Release Date: June 05, 2025

  • Revenue: Declined 2.3% year-over-year to $1.3 billion.
  • Adjusted Earnings Per Share (EPS): Increased to $1.42, exceeding expectations.
  • Reported EPS: $1.37 per diluted share, compared to $1.38 last year.
  • Professional Segment Net Sales: Just over $1 billion, up about 1% year-over-year.
  • Professional Segment Earnings: $202 million, up 6% year-over-year.
  • Professional Segment Earnings Margin: 19.9%, up from 19%.
  • Residential Segment Net Sales: $297 million, down 11% year-over-year.
  • Residential Segment Earnings: $16 million, compared to $36 million last year.
  • Residential Segment Earnings Margin: 5.4%, compared to 10.8% last year.
  • Adjusted Gross Margin: 33.4%, compared to 33.6% last year.
  • SG&A Expense: 19.8% of net sales, up slightly from 19.7% last year.
  • Free Cash Flow: $84.7 million, a slight decrease year-over-year.
  • Share Repurchases: $100 million during the quarter, $200 million year-to-date.
  • Adjusted Effective Tax Rate: 18.7%, compared to 19.8% last year.

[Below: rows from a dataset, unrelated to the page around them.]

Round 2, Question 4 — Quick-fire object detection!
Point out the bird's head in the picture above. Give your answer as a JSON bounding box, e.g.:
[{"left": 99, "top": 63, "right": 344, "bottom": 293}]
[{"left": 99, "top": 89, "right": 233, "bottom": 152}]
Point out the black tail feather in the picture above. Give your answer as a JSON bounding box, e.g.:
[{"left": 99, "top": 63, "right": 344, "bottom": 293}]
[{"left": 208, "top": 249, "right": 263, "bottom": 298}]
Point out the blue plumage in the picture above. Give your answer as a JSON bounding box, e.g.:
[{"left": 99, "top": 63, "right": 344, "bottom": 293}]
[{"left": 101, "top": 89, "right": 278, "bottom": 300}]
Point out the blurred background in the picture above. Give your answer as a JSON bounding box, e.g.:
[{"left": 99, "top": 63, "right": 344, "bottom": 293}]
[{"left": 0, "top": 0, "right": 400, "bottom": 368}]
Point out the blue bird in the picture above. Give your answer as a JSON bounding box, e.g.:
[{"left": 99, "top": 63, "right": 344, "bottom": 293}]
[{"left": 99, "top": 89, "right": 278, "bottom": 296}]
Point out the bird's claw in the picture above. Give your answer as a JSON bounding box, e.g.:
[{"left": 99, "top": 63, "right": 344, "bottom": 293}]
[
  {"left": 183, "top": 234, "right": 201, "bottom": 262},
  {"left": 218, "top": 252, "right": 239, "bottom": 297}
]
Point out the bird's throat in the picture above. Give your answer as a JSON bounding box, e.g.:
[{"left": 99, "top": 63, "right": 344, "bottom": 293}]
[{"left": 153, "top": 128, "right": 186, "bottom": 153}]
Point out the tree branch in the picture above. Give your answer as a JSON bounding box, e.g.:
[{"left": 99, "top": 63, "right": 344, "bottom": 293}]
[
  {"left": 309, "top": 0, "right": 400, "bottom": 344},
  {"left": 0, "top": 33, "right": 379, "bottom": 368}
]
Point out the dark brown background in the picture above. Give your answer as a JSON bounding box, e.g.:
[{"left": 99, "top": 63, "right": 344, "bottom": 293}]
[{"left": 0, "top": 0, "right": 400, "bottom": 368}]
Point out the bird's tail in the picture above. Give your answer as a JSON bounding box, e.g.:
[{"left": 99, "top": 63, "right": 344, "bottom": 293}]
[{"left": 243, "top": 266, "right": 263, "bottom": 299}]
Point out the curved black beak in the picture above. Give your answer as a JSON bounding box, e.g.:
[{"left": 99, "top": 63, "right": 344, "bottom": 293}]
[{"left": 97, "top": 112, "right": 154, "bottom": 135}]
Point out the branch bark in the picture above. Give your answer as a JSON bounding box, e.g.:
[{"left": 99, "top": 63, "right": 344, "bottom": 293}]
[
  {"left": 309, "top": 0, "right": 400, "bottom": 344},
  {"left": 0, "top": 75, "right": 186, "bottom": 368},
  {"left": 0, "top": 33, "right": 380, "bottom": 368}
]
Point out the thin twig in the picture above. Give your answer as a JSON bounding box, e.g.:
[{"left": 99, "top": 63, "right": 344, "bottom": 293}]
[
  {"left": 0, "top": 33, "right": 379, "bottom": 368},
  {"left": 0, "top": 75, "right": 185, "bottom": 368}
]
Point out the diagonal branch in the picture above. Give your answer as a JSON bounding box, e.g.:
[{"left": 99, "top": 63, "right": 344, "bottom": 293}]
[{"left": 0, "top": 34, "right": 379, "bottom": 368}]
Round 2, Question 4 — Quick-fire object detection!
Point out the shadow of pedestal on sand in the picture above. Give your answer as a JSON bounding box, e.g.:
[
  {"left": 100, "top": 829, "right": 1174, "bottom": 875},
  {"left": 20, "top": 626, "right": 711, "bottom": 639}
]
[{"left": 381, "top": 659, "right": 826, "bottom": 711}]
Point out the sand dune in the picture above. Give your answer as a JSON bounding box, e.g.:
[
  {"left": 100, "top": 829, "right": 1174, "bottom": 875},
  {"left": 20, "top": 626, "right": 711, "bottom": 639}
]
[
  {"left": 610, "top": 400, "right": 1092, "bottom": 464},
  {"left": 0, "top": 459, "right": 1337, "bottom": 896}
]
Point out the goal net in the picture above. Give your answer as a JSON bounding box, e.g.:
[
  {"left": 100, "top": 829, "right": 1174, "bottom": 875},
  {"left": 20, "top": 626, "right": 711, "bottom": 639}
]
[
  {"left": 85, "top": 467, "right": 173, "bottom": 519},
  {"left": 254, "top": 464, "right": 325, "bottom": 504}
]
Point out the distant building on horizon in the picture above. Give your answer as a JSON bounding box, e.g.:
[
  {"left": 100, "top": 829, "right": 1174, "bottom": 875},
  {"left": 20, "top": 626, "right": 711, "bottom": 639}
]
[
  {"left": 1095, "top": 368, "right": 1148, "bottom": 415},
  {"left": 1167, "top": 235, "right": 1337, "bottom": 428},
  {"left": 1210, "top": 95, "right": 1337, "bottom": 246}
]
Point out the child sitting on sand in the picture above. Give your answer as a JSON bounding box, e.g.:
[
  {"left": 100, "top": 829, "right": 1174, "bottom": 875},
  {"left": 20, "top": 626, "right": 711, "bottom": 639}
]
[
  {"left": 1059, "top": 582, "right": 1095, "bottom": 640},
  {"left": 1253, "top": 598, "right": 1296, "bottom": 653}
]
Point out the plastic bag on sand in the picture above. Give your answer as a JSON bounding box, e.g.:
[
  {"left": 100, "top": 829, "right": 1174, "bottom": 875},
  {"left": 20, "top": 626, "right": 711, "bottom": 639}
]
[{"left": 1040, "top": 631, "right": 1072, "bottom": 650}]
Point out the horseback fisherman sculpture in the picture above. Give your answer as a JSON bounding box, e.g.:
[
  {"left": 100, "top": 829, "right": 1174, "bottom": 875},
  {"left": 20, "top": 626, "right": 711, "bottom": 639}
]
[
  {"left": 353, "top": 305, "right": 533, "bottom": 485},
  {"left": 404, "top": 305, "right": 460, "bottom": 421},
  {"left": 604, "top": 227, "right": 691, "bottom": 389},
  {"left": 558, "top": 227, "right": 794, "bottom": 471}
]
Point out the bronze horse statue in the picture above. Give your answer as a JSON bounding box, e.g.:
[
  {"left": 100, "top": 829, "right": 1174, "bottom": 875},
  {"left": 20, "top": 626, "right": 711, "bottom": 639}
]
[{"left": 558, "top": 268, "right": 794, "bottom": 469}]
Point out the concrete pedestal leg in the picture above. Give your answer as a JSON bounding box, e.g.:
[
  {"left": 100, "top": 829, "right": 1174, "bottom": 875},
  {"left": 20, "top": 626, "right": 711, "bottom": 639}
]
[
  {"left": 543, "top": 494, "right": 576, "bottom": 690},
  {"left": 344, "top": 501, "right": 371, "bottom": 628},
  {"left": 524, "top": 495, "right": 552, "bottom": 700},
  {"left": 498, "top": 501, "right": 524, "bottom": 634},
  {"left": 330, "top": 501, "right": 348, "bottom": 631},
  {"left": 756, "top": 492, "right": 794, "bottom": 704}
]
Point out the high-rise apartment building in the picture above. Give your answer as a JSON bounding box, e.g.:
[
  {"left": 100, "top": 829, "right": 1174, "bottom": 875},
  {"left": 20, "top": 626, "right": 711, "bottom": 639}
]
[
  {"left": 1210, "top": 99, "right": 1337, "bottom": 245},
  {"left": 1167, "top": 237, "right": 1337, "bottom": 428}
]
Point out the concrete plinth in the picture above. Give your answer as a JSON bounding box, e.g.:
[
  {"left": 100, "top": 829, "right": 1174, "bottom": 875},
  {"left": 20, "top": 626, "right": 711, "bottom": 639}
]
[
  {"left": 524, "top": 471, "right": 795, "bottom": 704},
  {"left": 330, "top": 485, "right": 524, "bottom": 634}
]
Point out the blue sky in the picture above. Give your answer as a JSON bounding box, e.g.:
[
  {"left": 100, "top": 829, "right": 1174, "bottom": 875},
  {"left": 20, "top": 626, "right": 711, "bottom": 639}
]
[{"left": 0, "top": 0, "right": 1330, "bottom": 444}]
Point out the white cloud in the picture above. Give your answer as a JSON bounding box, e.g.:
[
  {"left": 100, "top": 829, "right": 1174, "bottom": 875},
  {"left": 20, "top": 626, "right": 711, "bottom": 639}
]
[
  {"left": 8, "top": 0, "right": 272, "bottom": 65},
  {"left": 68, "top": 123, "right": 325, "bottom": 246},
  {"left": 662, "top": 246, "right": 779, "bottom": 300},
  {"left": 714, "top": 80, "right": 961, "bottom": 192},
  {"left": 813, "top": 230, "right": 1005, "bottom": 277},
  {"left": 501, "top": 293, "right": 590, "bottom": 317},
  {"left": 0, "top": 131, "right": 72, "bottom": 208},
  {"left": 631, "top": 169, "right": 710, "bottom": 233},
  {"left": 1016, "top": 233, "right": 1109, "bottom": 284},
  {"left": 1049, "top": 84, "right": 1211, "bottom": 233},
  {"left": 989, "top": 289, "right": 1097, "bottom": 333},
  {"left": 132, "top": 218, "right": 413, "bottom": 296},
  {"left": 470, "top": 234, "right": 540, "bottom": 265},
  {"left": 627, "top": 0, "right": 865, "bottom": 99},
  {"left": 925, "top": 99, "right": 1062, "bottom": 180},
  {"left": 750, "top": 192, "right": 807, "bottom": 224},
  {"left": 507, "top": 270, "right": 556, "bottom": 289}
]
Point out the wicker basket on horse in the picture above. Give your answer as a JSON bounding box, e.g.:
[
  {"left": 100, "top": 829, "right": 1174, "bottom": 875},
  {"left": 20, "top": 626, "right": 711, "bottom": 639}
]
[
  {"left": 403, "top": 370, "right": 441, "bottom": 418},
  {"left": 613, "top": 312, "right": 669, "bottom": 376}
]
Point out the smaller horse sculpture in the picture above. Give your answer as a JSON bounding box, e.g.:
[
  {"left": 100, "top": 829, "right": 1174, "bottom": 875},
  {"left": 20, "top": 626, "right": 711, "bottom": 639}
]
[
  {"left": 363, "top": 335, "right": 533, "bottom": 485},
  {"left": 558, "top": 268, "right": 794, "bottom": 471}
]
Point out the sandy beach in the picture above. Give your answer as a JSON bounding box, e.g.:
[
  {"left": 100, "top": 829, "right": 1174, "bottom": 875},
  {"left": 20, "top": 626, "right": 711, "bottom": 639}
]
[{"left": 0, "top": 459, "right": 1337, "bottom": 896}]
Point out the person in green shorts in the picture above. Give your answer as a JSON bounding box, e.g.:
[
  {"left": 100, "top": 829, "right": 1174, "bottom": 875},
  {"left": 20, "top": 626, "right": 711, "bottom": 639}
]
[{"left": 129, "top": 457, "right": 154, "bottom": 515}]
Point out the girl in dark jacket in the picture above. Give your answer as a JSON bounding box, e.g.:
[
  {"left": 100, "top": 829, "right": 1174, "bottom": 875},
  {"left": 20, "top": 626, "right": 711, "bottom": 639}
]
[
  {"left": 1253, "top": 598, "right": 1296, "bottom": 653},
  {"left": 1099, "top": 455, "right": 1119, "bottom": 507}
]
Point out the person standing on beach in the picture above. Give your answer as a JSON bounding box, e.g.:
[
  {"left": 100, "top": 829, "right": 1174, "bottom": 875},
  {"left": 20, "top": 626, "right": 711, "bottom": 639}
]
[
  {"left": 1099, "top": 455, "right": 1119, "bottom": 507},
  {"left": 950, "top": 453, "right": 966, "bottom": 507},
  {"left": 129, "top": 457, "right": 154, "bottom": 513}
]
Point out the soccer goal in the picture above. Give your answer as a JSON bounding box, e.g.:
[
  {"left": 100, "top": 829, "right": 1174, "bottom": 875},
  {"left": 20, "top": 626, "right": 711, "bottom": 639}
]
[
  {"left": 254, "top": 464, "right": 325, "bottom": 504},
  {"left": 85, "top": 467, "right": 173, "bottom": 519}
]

For the complete transcript of the earnings call, please refer to the full earnings call transcript.

Positive Points

  • The Toro Co (TTC, Financial) exceeded its adjusted earnings per share expectations for the quarter, achieving $1.42.
  • The company continued to return cash to shareholders through dividends and share repurchases, deploying $100 million towards share repurchases in the quarter.
  • The professional segment showed growth, with net sales over $1 billion, driven by higher shipments of golfing grounds products.
  • The AMP program has generated $70 million in run rate savings and is on track to deliver $100 million by 2027.
  • The Toro Co (TTC) received the 2024 Ace Hardware Vendor of the Year award, recognizing substantial sales growth and innovative products.

Negative Points

  • Revenue for the quarter declined 2.3% year-over-year to $1.3 billion, impacted by weak consumer confidence and a late spring.
  • Residential segment net sales decreased by 11% year-over-year, primarily due to lower shipments of certain products and divestitures.
  • The company faced higher material and manufacturing costs, which impacted margins despite productivity improvements.
  • Tariff headwinds are expected to be approximately 3% of the annual cost of goods sold, posing a challenge to cost management.
  • The guidance for fiscal 2025 was adjusted to reflect additional macroeconomic headwinds, with total year revenue expected to be flat to down 3% from fiscal 2024.

Disclosures

I/We may personally own shares in some of the companies mentioned above. However, those positions are not material to either the company or to my/our portfolios.